This comment suggests you don't understand how institutional capital management works.
What happens is that the investor commits to the manager a certain amount to a given strategy. The manager progressively draws that committed capital over time - as you could appreciate, it'd be rather hard for a manager to, say, spend a $200m commitment immediately. Once the manager has drawn/deployed the capital, the manager then starts charging the asset management/base fee; when the capital is merely committed but not yet drawn, the manager may either be charging the investor no fees or may only be charging a much smaller fee. Therefore, fee earning AUM, as distinct from total AUM, is the AUM on which BLA is charging fees, i.e. it excludes undeployed but committed capital. Therefore, "fee earning AUM" is actually the more conservative metric.
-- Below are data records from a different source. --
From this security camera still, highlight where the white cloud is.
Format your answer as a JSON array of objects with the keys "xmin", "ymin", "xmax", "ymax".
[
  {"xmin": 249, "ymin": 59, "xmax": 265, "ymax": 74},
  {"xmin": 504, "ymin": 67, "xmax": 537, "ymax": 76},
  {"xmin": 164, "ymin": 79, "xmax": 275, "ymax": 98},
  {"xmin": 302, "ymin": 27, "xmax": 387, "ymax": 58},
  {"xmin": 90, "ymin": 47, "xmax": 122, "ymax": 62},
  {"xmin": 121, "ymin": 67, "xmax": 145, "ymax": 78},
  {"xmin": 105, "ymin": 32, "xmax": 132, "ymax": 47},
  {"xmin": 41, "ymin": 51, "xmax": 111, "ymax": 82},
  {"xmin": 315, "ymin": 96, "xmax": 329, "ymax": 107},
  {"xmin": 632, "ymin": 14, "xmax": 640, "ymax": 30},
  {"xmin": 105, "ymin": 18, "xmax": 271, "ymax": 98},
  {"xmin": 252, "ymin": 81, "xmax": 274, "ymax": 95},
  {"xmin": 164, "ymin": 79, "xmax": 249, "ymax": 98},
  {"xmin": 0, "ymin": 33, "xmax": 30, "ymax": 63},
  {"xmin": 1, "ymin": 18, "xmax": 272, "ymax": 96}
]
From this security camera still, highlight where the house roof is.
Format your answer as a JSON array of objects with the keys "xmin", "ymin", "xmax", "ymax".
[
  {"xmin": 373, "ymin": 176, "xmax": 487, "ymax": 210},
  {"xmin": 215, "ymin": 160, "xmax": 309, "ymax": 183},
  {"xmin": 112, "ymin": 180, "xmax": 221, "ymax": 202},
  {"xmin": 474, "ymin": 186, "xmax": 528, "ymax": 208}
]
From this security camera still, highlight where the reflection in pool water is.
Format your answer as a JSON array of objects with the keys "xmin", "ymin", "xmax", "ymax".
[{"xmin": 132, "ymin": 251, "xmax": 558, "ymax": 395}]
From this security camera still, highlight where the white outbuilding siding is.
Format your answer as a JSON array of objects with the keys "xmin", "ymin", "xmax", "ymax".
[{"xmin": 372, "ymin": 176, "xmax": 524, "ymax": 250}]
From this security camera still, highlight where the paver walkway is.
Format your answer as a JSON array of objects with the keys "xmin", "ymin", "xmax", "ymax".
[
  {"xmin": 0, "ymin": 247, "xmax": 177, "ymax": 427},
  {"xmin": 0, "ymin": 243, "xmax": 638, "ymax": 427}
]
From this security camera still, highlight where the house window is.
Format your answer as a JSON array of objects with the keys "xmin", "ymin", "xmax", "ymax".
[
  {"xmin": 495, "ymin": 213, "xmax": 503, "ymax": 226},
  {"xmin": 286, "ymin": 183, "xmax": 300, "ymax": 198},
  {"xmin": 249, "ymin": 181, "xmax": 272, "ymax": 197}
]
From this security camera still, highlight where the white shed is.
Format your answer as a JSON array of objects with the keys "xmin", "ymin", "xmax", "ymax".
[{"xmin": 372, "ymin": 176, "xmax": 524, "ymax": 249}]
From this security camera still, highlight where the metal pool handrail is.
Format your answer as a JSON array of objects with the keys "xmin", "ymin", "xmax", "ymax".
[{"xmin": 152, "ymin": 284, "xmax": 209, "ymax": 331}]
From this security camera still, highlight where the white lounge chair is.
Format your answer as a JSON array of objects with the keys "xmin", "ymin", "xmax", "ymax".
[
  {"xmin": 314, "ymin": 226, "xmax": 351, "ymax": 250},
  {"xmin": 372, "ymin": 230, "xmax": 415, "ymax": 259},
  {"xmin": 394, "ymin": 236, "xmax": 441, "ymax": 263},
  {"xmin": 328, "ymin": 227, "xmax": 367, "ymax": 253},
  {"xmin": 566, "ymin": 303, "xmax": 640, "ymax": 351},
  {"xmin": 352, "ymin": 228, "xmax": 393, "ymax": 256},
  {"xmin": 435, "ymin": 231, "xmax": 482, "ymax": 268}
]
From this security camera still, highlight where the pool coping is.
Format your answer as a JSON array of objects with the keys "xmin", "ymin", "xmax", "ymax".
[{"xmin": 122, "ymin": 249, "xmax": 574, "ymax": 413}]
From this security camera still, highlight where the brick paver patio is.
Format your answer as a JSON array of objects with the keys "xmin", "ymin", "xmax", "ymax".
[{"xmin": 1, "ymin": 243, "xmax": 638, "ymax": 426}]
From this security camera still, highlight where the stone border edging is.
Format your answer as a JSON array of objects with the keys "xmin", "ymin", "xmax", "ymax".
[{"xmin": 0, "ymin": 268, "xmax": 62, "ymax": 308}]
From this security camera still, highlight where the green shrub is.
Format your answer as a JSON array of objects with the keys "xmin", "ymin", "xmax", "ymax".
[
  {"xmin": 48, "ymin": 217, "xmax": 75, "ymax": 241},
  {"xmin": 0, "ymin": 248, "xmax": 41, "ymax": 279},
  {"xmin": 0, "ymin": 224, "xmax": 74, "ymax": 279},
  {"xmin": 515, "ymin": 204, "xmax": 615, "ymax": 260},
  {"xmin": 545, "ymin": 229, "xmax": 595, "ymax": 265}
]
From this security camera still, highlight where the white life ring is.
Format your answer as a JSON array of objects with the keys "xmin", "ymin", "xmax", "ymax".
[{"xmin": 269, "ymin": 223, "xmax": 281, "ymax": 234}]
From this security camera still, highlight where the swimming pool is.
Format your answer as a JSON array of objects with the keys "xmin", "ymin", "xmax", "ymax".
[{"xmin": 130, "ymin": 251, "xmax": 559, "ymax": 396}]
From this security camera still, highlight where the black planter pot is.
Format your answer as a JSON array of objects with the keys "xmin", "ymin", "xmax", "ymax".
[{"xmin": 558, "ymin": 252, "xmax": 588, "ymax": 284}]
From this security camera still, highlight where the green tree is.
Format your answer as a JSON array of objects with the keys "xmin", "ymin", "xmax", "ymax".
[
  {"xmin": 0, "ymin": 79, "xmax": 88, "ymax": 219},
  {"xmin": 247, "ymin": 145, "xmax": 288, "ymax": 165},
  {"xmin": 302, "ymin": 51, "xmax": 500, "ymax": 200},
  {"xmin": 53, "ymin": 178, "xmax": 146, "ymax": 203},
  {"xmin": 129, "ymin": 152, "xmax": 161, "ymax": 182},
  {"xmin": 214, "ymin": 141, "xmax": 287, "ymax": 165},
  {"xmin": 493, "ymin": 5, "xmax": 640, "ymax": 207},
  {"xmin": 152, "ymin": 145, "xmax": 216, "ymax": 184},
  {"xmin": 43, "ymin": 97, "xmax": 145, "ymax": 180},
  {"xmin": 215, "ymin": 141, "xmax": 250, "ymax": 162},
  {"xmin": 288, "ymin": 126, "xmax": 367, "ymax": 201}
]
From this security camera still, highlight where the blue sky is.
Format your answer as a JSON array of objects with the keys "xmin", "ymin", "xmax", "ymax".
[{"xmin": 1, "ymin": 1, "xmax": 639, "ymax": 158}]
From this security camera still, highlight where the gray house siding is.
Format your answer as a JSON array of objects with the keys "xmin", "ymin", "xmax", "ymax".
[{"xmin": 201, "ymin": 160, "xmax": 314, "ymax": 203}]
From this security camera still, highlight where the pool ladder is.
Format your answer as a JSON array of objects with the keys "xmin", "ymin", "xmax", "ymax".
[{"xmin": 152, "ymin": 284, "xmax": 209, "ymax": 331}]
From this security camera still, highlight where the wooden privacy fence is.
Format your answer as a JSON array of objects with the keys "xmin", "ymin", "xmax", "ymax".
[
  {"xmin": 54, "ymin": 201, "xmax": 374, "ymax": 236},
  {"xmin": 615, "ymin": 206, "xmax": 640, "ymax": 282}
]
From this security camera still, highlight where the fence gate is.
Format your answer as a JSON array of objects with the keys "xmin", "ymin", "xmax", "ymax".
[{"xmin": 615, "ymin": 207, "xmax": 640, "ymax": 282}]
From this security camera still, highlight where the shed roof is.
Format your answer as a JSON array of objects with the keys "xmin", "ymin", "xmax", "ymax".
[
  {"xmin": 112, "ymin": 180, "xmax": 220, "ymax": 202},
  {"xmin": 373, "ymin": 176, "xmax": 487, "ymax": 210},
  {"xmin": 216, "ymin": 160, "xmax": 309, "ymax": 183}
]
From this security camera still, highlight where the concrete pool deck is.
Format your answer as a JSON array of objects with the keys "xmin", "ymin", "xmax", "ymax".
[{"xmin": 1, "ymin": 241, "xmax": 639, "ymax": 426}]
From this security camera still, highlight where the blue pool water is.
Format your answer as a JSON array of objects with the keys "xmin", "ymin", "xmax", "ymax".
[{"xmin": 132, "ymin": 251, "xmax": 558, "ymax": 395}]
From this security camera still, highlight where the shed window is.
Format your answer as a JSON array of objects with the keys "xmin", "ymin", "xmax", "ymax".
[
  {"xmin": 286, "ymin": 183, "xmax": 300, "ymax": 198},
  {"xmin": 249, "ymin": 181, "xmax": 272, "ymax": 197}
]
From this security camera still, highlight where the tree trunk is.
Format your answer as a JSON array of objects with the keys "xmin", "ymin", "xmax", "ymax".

For a little extra understanding on why BLA is seemingly so good at providing and then exceeding forward targets for fee-earning AUM - that's because they've likely already got most of that capital committed and all they have to do is deploy it. For example, at the moment they have $3.9bn fee-earning AUM, and they're saying they'll have $4.25-$4.75bn at 30/6/18 - the reason they can give those forecasts with confidence is precisely because most of the delta (>$300m) is likely already committed, and all BLA have to do is buy some assets (deploy the capital). In the life cycle of asset managers, the hard part is raising the capital (i.e. getting capital committed), whereas deploying it generally is the easier part.